Gazze’ye el koyup Batılı elitler için tatil köyü yapmaya karar veren Trump, Netanyahu ile yaptığı görüşmeden sonra Gazze’deki Filistinlileri de buradan sürüp, komşu ülkelere dağıtma planını açıklamıştı.
Arap ülkelerinden Trump’ın ayağına ilk giden ise Ürdün Kralı II. Abdullah oldu. Trump, Ürdün Kralı ile yaptığı görüşmeden sonra da yine “Gazze’yi devralacaklarını ve buranın ABD’nin yetkisinde olacağını” söyledi.
Ürdün Kralı ise Trump’ı “bölgeye istikrar, barış ve refah getirebilecek biri” olarak tanımladı, “Bölgede barış ve refaha ulaşmanın bir yolu olduğuna inanıyorum ve bu hedeflere ulaşmasında Trump’ı destekleyeceğiz” dedi.
Bu açıklama tek bir anlama geliyor; Ürdün, Filistin için hiçbir şey yapmayacak.
Keza, Ürdün Dışişleri Bakanı da zevahiri kurtarmak için yaptığı “Trump’ın planına karşı çıktık” açıklamasında Filistinlilerin yerlerinden edilmeyeceği bir inşa sürecinden yana olduklarını söylüyordu.

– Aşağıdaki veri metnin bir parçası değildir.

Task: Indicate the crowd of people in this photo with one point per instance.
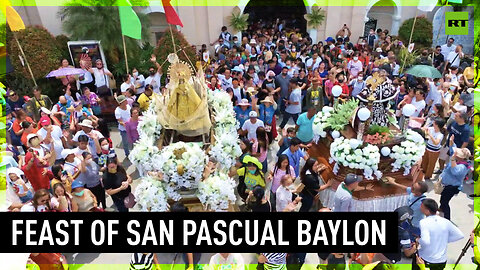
(60, 156)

Ürdün, Filistinlilerin sürgün edilmesi planlanan ülkelerden biri. Aynı zamanda Arap ülkesi olduğu için de Filistinlilerin yerleştirilmesi için en uygun yerlerden biri olarak düşünülebilir. Ama gelin görün ki, Ürdün bu konuda hiç de istekli değil.
Bakan bu yaklaşımı da şöyle ifade etmiş; “Filistin Filistinlilerindir, Ürdün de Ürdünlülerindir!”
Ürdün Dışişleri Bakanı’nın açıklamasını okuduktan sonra insan keşke bizde de devleti yönetenlerden biri çıkıp “Türkiye Türklerindir” diyebilse diye düşünüyor.
Ama işin Ürdün açısından başka bir boyutu daha var.
Önce bir hatırlatma…
***
Hamas’ın 7 Ekim 2023 günü İsrail’e yaptığı saldırının ardından başlayan İsrail saldırılarından tam 5 gün sonra, 12 Ekim 2023’te, Genel Yayın Yönetmenimiz Ali Özsoy, AKP, ABD ve İsrail arasında Gazzeli sığınmacılar için pazarlığın başladığını yazdı (https://www.turksolu.com.tr/akp-abd-israil-gazze-siginmacilari-icin-pazarliga-basladi/).
Türk Solu’nun o gün ifşa ettiği kirli pazarlık, bugün hiç olmadığı kadar gerçekleşmeye yakın. AKP’nin Arap seviciliği düşünülürse, milyonlarca Suriyeli göçmenden sonra 2 milyona yakın Filistinli göçmenin de büyük kısmının ülkemize taşınması işten bile değil.
Önce 1000 kanserli hasta getirildi. Sonra İsrail ile Hamas arasında yapılan ateşkese göre İsrail tarafından ateşkes gereğince serbest bırakılan Filistinli mahkumlardan 15’inin Türkiye’ye gelmesi gündeme getirildi. Hatta istihbarat teşkilatının gerekli hazırlıkları yaptığı haberleri çıktı. Elbette bu 15 kişinin Hamas için önemli isimler olduğunu tahmin etmek hiç de zor değil.
Hal böyleyken, Suriyeli göçmenlerin yarattığı tehdide bir de Filistinli ve muhtemelen Hamasçı Filistinliler eklenecek.
Peki bunlar nasıl bir tehdit yaratabilir?
***
Ürdün, bu konuda önemli bir örnek. Ürdün bir Arap ülkesi olmasına rağmen Filistinli göçmen istemiyor. Nedeni ise, Ürdün’ün daha önce Filistinli göçmenlerden ağzının yanması.
Evet, Kara Eylül olaylarından bahsediyorum.
Özellikle 1967 savaşından sonra Ürdün’de Filistinli göçmenlerin sayısı neredeyse 1,5 milyona yaklaşmıştı. Bunların arasında El Fetih’ten ayrılıp Kara Eylül adıyla örgüt kuracak Filistinliler de vardı.
Filistinlilerin Ürdün’de nüfusunun artması ve çeşitli örgütlerle siyasi olarak da etkinliklerini artırmaları, Ürdün yönetimini ve Kral Hüseyin’i rahatsız etti. Ürdün Ordusu ile Filistinli gruplar arasında 1970 yılının Eylül ayında çıkan çatışmalarda, binlerce kişi hayatını kaybetti ve Ürdün yönetimi, Filistinlileri Lübnan’a gönderdi.
***
Tarih, sadece olayların geçtiği ülkeler için değil, tüm insanlık için dersler içerir. O dersi alıp almamak, insanların, ülkelerin bileceği iştir. Ürdün kendi tarihinde geçen bir olaydan ders almış ve Filistinlileri almamak için çaba gösteriyor.
Türkiye’de ise AKP’li yöneticiler ne Suriyeli göçmenlerin gelmesinden beri yaşananlardan ders alıyor, ne de Ürdün’deki yaşananları dikkate alacağı bir bakış açısı geliştiriyor.
Şimdi sormak lazım: Bizde de “Türkiye Türklerindir!” demek için “Türk Kara Eylül”ü yaşanması mı lazım?